Selten kam der Vorhang im Berliner Ensemble so prächtig zur Geltung – leuchtend rot, samtig schwer, mit elegant geschwungenem Querbehang und kostbaren goldfarbenen Bordüren zum Boden hin. Und das ausgerechnet in Bertolt Brechts einstigem Theater, wo eher die schmucklose, zweckmäßige Brecht-Gardine zu erwarten wäre. Was dann passiert, hat freilich mit Pomp und Pathos nur sehr vermittelt zu tun. Denn in „Die Danksager. Bunter Abend“ bringen Leander Haußmann und Sven Regener, bei dieser Uraufführung gemeinsam für Text und Regie verantwortlich, zehn Imitatoren von Bob Dylan auf die Bühne. Drei Frauen sind darunter, ein Rollstuhlfahrer, der kleinwüchsige Darsteller Peter Luppa mit einer Ukulele, und altersmäßig kann man den Liedermacher bei Felix Strobel jugendlich mit Röhrenhosen und als „alter Mann“ bei Roman Kaminski im weißen Anzug am Klavier entdecken.
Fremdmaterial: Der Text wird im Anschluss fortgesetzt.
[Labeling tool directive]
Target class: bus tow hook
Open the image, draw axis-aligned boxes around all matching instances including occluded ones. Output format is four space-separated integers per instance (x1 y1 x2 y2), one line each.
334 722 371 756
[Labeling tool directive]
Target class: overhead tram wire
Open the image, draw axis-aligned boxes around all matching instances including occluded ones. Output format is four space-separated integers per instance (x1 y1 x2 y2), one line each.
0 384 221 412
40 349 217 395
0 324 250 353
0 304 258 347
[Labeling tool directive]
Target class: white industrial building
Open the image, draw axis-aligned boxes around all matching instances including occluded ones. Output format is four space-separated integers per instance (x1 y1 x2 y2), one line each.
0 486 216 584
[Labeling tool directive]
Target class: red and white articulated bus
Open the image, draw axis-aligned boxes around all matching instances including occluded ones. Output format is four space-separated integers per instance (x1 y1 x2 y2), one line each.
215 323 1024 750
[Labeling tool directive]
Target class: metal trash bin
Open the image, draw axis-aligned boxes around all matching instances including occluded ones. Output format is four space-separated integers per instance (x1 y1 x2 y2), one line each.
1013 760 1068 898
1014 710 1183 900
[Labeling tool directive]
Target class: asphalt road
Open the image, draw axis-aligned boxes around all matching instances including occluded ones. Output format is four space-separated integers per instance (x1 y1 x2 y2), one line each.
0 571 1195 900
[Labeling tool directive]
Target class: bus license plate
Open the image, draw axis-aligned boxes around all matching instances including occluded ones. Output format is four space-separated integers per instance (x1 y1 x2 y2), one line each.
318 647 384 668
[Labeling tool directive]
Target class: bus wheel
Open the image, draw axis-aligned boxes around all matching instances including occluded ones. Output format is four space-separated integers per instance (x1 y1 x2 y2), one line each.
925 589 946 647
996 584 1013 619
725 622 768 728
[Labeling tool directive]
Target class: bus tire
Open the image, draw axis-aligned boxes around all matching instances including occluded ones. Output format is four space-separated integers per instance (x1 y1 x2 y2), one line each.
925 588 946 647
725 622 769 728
Während diese Mehr-oder-Minder-Doppelgänger für einen Unterhaltungsabend vorsingen wollen, platzt die überraschende Nachricht herein, dass dem originalen Bob Dylan gerade der Nobelpreis für Literatur zugesprochen wurde. Ab jetzt denken alle, völlig aus dem Konzept gebracht, darüber nach, wie er darauf reagieren würde: Mit welchen Worten, welcher Haltung er der schwedischen Akademie danken würde? Oder eben vielleicht gar nicht? Obwohl Luca Schaub als „Bob Dylan 7“ mit E-Gitarre beteuert, Dylans Lyrik hätte „keinen Subtext“, sie sei ganz ohne Spielchen und Zweideutigkeiten (ausgerechnet!), jonglieren Haußmann und Regener natürlich so wohl weißlich und kokett wie gekonnt und vergnügt damit: Sie sagen in diesem Stück nämlich auch dem scheidenden Intendanten Claus Peymann, der das Haus seit 1999 leitet und in diesem Sommer aufhört, ade und danke. Haußmann wurde einige Male von ihm engagiert und ist eine treue Seele.
Auf dem Umweg über Dylans Nobelpreis werden außerdem Debatten über die Freiheit der Kunst angezettelt und ob Künstler überhaupt Auszeichnungen, ob dotiert oder nicht, entgegennehmen sollten. Hinzu kommen überdies popkulturelle Fragen wie die, ob der Rock’n’Roll in die Hochkultur abwandern kann, wann Jugenderinnerungen peinlich werden und warum die Mundharmonika angeblich das meist verachtete Instrument der Welt ist. Dazwischen taucht Martin Seifert als trübsinniger Dramaturg auf und verbreitet mit einer mobilen Maschine dicke Nebelschwaden, denn: „Es geht nicht ohne Nebel bei ihm.“ So scherzen und kalauern sich Haußmann und Regener durch den Abend, wie sie dies schon bei gemeinsamen Filmen („Herr Lehmann“, „Hai-Alarm am Müggelsee“) taten.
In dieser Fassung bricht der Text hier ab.